Usually I “blog ahead.” I try to write my posts at least a day ahead and just do a little fine tuning before posting them in the morning. Most of my writing happens during nap time, after the kids’ bedtime or in the wee hours of the morning when Doodle decides to wake up unnecessarily early (as he has been doing for the past two weeks).
But yesterday it didn’t happened at nap time, instead I did something I haven’t done in a long time: I took a nap too. For the 45 minutes Doodle actually slept, of course leaving me groggy and miserable the rest of the day. At bedtime? I went to bed too.
I’ve been tired lately. Just plain tired. It makes me grumpy, easily agitated and less than motivated. We got back from a 10-day adventure visiting hubby’s family on Monday morning and I’ve not done much since.
But it wasn’t just the trip that wiped me out, it’s life. I called hubby yesterday morning crying after I yelled at the girls when they wouldn’t follow directions and the frustration just spewed out of me. I’m not just physically exhausted, I’m tired of the way things are.
I’m tired of constantly taking care of other people and their needs while no one looks after mine and I’m tired of not having enough time or energy to look after myself.

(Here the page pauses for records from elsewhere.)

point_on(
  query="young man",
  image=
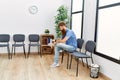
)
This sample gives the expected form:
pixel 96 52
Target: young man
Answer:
pixel 68 42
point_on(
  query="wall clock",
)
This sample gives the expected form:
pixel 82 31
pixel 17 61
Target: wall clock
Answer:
pixel 33 9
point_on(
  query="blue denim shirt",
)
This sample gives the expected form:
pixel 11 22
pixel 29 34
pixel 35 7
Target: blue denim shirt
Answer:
pixel 71 38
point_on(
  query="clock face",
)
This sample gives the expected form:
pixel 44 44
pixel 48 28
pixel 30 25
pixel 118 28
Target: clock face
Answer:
pixel 33 9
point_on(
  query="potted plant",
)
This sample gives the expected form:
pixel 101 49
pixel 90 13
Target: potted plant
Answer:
pixel 62 15
pixel 47 31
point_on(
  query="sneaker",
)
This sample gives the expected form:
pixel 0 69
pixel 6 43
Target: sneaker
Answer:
pixel 55 65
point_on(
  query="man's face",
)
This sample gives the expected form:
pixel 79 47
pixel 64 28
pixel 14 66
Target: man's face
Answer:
pixel 61 27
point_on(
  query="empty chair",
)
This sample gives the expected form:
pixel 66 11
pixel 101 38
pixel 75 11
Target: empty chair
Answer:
pixel 34 41
pixel 18 42
pixel 4 42
pixel 89 47
pixel 79 45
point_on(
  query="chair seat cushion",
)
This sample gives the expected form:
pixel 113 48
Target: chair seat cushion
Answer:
pixel 4 45
pixel 80 55
pixel 34 44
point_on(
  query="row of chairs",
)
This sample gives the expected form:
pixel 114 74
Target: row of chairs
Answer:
pixel 19 42
pixel 89 50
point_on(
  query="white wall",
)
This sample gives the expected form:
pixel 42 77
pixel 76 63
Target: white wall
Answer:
pixel 108 68
pixel 16 19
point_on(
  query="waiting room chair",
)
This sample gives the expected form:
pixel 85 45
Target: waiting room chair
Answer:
pixel 89 48
pixel 4 42
pixel 34 41
pixel 79 44
pixel 18 42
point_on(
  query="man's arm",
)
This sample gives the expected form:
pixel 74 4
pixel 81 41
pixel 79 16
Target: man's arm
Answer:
pixel 62 40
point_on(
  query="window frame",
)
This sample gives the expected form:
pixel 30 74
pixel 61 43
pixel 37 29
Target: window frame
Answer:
pixel 76 12
pixel 96 32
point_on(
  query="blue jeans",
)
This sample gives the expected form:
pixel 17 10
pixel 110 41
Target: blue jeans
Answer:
pixel 61 46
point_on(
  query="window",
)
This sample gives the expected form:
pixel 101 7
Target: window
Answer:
pixel 77 17
pixel 108 30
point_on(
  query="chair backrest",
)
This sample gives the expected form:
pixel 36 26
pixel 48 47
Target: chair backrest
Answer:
pixel 34 38
pixel 90 46
pixel 19 38
pixel 4 37
pixel 80 43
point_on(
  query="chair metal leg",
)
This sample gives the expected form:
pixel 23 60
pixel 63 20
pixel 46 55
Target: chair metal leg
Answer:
pixel 92 60
pixel 87 62
pixel 14 50
pixel 82 61
pixel 24 51
pixel 77 66
pixel 67 60
pixel 70 62
pixel 62 57
pixel 38 49
pixel 28 52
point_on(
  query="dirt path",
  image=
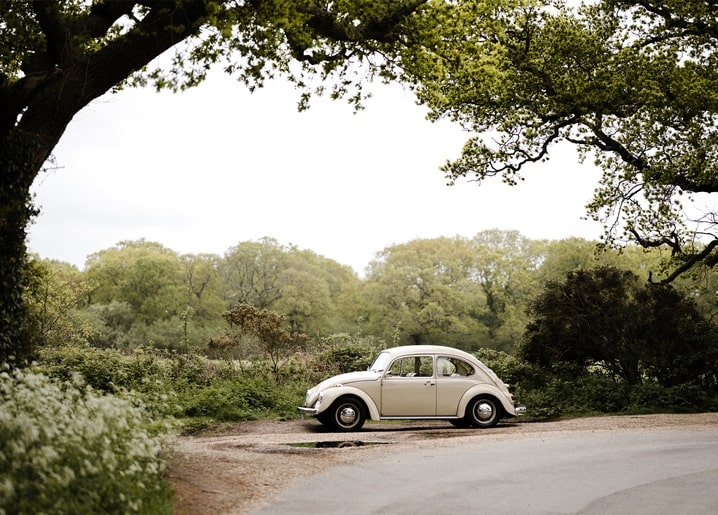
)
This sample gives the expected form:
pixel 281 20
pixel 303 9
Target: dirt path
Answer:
pixel 242 468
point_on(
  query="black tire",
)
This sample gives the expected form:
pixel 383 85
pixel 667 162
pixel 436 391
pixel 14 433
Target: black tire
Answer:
pixel 346 414
pixel 483 412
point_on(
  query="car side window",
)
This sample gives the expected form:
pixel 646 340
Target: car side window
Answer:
pixel 452 367
pixel 413 366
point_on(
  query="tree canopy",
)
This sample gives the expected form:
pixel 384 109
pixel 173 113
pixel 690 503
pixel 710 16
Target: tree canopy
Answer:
pixel 58 56
pixel 608 319
pixel 632 83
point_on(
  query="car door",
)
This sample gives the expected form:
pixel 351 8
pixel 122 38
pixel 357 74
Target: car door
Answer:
pixel 454 377
pixel 409 388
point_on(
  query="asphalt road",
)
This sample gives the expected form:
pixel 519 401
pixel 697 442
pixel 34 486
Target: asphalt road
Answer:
pixel 632 472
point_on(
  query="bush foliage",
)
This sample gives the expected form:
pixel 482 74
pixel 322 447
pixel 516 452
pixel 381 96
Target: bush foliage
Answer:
pixel 68 448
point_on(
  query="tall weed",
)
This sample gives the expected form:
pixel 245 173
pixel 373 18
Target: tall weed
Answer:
pixel 66 448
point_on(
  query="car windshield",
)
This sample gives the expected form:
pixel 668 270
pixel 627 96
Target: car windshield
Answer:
pixel 381 362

I’m tired of doing it all and dong it alone. I have no one to help out and no one I can rely on when I desperately need help. I’m on my own and just plain lonely most of the time.
I’m tired of the house being criticized for my housekeeping but just don’t care enough to do it while managing three little ones and all their constant needs.
I’m tired of not being able to complete even the simplest tasks like doing the dishes or going to the bathroom without having to put out fires.
I’m tired of the arguing. Oh, the arguing! The constant questions, pushback and arguing I get from girls about every.single.thing I ask them to do.
I’m tired of dreaming of all the things I WANT to do and being unable to achieve any of it because even the thought of trying with three little helpers is overwhelming.
I’m tired. Just plain tired. I need a vacation from it. But not like I usually get where I’m still wholly responsible for my kids and their needs which is definitely not a vacation at all. I want to be with my kids, I just don’t want to deal with the screaming, arguing, cooking, cleaning and non-sense all the time.